A neuropeptide hormone called orexin-A—which plays an important role in regulating the normal sleep-wake cycle—also affects emergence (waking up) after anesthesia, reports an experimental study in the October issue of Anesthesia & Analgesia, official journal of the International Anesthesia Research Society (IARS).
Preliminary studies in rats suggest that the anesthetic drug propofol blocks the activity of brain cells which produce orexin-A, while administration of orexin-A hastens emergence from propofol anesthesia. The study was performed by Dr Hai-Long Dong and colleagues of Xijing Hospital, Xian, China.
Orexin-A Plays Role in Propofol Anesthesia and Emergence
The researchers designed a series of experiments in rats to study the role of orexins in the "anesthesia-arousal" cycle. They focused on the effects of propofol—a drug widely used not only for anesthesia but also as a sedative.
The orexins are a relatively recently discovered group of peptides expressed by neurons (nerve cells) in specific areas of the brain. "Accumulated evidence suggests that orexinergic [orexin-producing] neurons play a critical role in the promotion and the maintenance of wakefulness," the researchers write.
In the experiments, when rats were placed under propofol anesthesia, the activity of orexinergic neurons dropped sharply. When the rats emerged from anesthesia, orexinergic neuron activity returned to normal. Levels of orexin-A in the blood also decreased during propofol anesthesia. As in previous studies, the orexin-producing neurons were localized to a region called the basal forebrain.
In further experiments, anesthetized rats underwent injection of micro-level amounts of orexin- A into the basal forebrain.
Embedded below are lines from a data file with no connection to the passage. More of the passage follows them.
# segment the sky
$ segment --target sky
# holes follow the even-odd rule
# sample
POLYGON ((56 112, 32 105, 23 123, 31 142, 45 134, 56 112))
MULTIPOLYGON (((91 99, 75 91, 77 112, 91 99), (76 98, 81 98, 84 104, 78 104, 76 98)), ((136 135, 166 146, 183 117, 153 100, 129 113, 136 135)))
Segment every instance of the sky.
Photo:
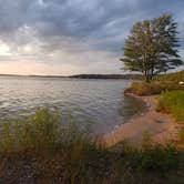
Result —
POLYGON ((184 0, 0 0, 0 73, 123 73, 130 29, 163 13, 184 59, 184 0))

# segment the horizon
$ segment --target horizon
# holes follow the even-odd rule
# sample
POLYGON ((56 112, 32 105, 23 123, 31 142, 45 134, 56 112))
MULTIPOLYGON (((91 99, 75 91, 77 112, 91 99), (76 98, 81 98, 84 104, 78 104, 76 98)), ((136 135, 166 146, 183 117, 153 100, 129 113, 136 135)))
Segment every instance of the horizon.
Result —
POLYGON ((178 23, 184 60, 183 7, 181 0, 0 0, 0 74, 129 74, 119 59, 130 29, 163 13, 178 23))

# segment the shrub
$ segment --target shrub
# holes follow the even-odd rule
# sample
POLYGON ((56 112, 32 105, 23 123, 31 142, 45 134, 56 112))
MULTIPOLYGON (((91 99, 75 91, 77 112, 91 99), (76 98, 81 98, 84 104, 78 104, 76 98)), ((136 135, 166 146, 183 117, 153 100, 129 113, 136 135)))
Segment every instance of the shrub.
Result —
POLYGON ((137 95, 151 95, 160 94, 163 91, 180 89, 184 89, 184 85, 180 85, 178 83, 174 82, 134 82, 129 89, 125 90, 125 92, 132 92, 137 95))
POLYGON ((159 98, 156 110, 159 112, 171 113, 184 123, 184 91, 165 92, 159 98))
POLYGON ((106 147, 73 121, 63 126, 59 120, 42 109, 3 124, 0 183, 136 184, 139 180, 164 184, 170 180, 163 181, 157 173, 178 170, 183 152, 171 144, 153 144, 146 133, 141 149, 125 142, 106 147))

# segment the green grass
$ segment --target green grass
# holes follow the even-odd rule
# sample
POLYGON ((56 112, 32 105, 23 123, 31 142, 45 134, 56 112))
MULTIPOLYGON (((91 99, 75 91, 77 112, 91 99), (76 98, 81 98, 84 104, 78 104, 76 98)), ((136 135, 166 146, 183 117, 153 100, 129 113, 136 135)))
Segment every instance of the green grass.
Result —
POLYGON ((160 112, 171 113, 184 123, 184 91, 165 92, 159 98, 156 108, 160 112))
POLYGON ((165 81, 162 82, 152 81, 150 83, 134 82, 129 89, 125 90, 125 92, 131 92, 136 95, 152 95, 172 90, 184 90, 184 85, 180 85, 178 83, 174 82, 165 82, 165 81))
POLYGON ((71 119, 62 125, 55 113, 42 109, 3 123, 0 183, 170 184, 182 181, 182 159, 183 151, 153 144, 149 134, 142 147, 124 142, 106 147, 71 119))
POLYGON ((175 73, 170 74, 163 74, 163 75, 156 75, 154 78, 156 81, 171 81, 178 83, 180 81, 184 81, 184 70, 175 73))

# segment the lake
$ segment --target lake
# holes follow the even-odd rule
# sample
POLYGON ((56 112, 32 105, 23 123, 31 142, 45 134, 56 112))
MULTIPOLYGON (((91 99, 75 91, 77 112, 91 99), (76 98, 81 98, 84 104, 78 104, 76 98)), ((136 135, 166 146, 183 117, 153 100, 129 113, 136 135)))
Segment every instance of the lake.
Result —
POLYGON ((131 80, 0 76, 0 119, 23 115, 37 108, 49 108, 69 115, 91 131, 111 132, 139 112, 143 104, 124 96, 131 80))

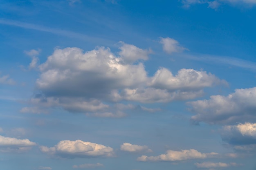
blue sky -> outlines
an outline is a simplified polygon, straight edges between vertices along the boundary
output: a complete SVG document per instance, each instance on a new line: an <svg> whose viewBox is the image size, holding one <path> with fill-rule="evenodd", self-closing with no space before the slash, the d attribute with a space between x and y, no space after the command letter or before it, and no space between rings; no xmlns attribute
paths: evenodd
<svg viewBox="0 0 256 170"><path fill-rule="evenodd" d="M256 1L2 0L0 168L255 170Z"/></svg>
Within minutes, their brain electrical activity patterns changed from an "anesthetized" to an "arousal" pattern. Orexin-A injection also led to faster emergence from propofol anesthesia—about 40 percent faster than without orexin-A.
In contrast, a drug that blocked the orexin-A receptor delayed emergence from anesthesia. Neither orexin-A nor the receptor blocker affected the time to induce propofol anesthesia.
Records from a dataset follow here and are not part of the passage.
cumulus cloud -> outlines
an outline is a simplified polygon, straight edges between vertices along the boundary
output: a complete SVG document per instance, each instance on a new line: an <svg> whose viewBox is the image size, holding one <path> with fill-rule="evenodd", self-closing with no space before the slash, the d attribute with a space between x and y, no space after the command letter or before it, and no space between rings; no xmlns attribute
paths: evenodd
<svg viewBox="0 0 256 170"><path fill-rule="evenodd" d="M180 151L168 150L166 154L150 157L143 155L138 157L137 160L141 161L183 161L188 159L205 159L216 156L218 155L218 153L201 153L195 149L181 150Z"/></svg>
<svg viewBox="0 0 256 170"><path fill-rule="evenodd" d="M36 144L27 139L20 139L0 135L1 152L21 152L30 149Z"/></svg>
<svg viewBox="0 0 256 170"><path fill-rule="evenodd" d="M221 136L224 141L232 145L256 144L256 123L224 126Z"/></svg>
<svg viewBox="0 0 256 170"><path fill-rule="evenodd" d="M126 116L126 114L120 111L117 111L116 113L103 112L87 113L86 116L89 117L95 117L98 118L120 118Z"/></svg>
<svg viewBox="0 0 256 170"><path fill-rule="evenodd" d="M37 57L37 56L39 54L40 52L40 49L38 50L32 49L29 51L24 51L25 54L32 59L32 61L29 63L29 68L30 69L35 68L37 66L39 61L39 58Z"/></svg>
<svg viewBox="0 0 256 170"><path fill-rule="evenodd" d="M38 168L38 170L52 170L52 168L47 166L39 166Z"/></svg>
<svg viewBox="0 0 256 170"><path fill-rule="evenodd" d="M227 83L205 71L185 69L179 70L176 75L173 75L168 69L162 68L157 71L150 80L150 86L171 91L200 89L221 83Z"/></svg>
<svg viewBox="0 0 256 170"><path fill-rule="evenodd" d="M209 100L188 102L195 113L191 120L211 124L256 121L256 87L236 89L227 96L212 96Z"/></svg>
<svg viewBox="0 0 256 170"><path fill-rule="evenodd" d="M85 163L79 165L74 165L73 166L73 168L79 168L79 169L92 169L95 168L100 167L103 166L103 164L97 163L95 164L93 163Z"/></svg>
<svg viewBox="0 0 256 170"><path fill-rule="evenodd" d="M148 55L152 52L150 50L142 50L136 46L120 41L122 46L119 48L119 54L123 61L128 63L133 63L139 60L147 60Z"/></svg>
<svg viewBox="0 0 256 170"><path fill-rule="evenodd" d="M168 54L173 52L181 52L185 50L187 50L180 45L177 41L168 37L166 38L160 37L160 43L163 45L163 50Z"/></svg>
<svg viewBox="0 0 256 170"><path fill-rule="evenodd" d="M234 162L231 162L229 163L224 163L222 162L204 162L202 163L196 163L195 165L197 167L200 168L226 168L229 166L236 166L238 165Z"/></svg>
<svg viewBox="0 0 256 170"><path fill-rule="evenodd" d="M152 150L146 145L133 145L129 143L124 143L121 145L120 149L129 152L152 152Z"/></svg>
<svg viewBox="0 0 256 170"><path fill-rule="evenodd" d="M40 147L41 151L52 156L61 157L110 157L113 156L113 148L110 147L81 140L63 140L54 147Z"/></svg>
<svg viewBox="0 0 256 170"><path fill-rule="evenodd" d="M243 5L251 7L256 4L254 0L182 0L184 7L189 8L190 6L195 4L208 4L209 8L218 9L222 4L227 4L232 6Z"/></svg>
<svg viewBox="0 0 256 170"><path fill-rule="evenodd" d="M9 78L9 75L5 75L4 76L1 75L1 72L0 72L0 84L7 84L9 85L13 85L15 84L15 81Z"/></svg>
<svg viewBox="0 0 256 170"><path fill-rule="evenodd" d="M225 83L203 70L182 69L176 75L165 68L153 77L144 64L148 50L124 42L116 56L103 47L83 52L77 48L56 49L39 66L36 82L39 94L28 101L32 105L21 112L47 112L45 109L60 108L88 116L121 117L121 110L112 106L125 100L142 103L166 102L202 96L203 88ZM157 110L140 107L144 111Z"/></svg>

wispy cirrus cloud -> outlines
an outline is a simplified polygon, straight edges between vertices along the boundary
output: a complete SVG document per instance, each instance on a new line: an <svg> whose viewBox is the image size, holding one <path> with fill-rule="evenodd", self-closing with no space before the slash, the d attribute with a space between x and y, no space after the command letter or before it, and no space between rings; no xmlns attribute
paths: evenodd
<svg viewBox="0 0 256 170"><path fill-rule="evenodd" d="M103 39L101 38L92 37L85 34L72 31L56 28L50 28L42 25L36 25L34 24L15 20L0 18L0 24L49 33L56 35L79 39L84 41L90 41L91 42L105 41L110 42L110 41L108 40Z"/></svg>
Recent studies have suggested that orexinergic neurons play an important role in the promotion and maintenance of wakefulness versus sleep in mammals. For example, drugs that block orexin impair the arousal process, leading to the sleep disorder narcolepsy. Previous reports have shown that other common anesthetics reduce the activity of orexinergic neurons.
The new study adds propofol to the list of anesthetics that act on orexinergic neurons in the basal forebrain. It also provides new evidence that orexin-A can facilitate emergence from anesthesia, while a drug that blocks orexin-A delays emergence.
"These findings indicate that the orexinergic signal pathway is involved in anesthesia-arousal regulation of propofol anesthesia," the researchers write. Future studies may help to clarify how orexinergic signals in the basal forebrain affect the process of emergence from anesthesia in human patients.